「ねえ、母様から電子手紙きた」
「何て?」
「孫に会わせろって」
笑ったものの、口の端がひきつった。
「これからばぁばに会いに行くよ」
「ばぁば?」
「ママのママだよ」
姐さんに部下を連れてこない、単身で来ることを約束させた。場所は探偵社の近くの喫茶店。『うずまき』では、色々面倒だから、別のね。
「母様、久しぶりだな……」
集合場所に着くと、居た。紅蓮の髪に、上等な和服。紅の番傘を携えている。
「母様!」
「おお、卯羅。息災か?此の坊主が孫かえ?可愛いのう」
「ばぁば?」
「姐さんって呼ばないと怒るよ」
姐さんがキッと私を睨んだ。
「やあ、姐さん。約束は守っておくれよ?じゃないと、可愛い孫が危ない目に遭う」
「昔から口ばかり達者じゃのう、小僧」
一先ず喫茶店に入る。お子さまは甘味炭酸水。大人は腹の探り合い。
「ばぁばあのね、しゅーじね、かあいいぞーさんもってるの!」
連れてきたぬいぐるみを見せる。産まれたときから一緒の象さん。
「修治と仲良しなのか、無くさず持っておるのだぞ?」
「うん!ぞーさんね、しゅーじといっしょねんねして、いっしょごはんたべるの!」
「そうか、良い友を持ったのう」
警戒心が無いにも程がある。
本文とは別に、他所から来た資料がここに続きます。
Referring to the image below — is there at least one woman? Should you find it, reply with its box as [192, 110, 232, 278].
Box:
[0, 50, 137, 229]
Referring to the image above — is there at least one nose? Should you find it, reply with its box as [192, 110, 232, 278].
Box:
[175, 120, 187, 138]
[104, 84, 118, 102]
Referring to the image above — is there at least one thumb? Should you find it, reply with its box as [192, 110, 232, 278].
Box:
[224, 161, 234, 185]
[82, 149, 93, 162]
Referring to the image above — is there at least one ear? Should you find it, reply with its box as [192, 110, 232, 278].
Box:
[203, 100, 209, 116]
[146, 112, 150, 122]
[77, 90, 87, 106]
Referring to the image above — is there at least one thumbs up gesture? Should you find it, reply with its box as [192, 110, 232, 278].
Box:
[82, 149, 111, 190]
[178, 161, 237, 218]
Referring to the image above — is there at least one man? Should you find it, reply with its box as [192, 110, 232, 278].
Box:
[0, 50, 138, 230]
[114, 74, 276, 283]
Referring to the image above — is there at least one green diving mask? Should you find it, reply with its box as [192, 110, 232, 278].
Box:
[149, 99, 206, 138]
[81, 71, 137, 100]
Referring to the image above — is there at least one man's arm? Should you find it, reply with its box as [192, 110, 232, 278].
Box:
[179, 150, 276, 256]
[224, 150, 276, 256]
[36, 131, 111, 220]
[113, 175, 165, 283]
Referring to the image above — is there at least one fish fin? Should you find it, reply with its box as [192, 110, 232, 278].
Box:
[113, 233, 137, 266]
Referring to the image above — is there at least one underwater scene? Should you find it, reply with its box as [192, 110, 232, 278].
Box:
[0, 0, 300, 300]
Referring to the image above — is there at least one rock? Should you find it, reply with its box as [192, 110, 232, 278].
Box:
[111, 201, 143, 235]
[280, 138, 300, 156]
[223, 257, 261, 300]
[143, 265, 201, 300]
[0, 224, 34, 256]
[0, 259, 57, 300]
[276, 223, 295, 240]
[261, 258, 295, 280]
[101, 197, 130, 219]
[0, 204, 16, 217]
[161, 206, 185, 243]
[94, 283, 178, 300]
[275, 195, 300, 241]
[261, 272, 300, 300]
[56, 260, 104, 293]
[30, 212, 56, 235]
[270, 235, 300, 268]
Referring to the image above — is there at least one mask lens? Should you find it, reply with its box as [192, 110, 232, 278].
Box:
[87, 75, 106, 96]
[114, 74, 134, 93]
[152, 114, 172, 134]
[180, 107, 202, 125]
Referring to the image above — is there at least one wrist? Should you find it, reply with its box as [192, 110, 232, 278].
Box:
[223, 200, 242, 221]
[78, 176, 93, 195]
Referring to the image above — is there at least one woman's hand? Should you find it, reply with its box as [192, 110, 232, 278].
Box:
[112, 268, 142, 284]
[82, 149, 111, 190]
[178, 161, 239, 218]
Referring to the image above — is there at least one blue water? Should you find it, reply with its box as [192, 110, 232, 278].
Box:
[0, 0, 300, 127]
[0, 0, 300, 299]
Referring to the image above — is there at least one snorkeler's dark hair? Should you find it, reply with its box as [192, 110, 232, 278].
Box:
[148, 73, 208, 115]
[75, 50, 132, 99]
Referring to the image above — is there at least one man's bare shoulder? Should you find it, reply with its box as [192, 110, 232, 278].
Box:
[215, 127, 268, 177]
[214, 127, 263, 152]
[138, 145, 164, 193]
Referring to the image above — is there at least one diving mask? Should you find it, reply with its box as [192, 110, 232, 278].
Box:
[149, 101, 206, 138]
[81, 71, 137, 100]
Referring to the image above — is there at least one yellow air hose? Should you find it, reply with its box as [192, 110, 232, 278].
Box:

いざという為に、谷崎くんを少し離れた席に配置をしてはいるが。
「母様」
「何じゃ」
「ずっと、連絡できなくて、ごめんなさい」
「気にするでない。お前たちにはお前たちの事情がある。私が掴み損ねた光をお前は掴んだのじゃ」
「姐さん、改めて挨拶をさせて欲しい」
私と卯羅は、居住まいを正した。修治は母親の隣で、お絵描きに勤しむ。
「事後報告で大変失礼を致します。この度、尾崎卯羅と入籍致しました」
「お前たちがまだ組織に居れば、と何度思うたか……だが、居たら此の生活は無かったのであろう?」
私にもよう解る、と姐さんは茶を啜った。
「子の幸せは親の幸せじゃ。例え血の繋がりが無くてもな。卯羅、太宰をしっかり繋ぎ止めよ」
「あのね!ママと、パパ、すっごくなかよしさんなんだよ!あとね、しゅーじがだいすちなの!」
幼児爆弾。姐さんは、そうかそうか、と笑った。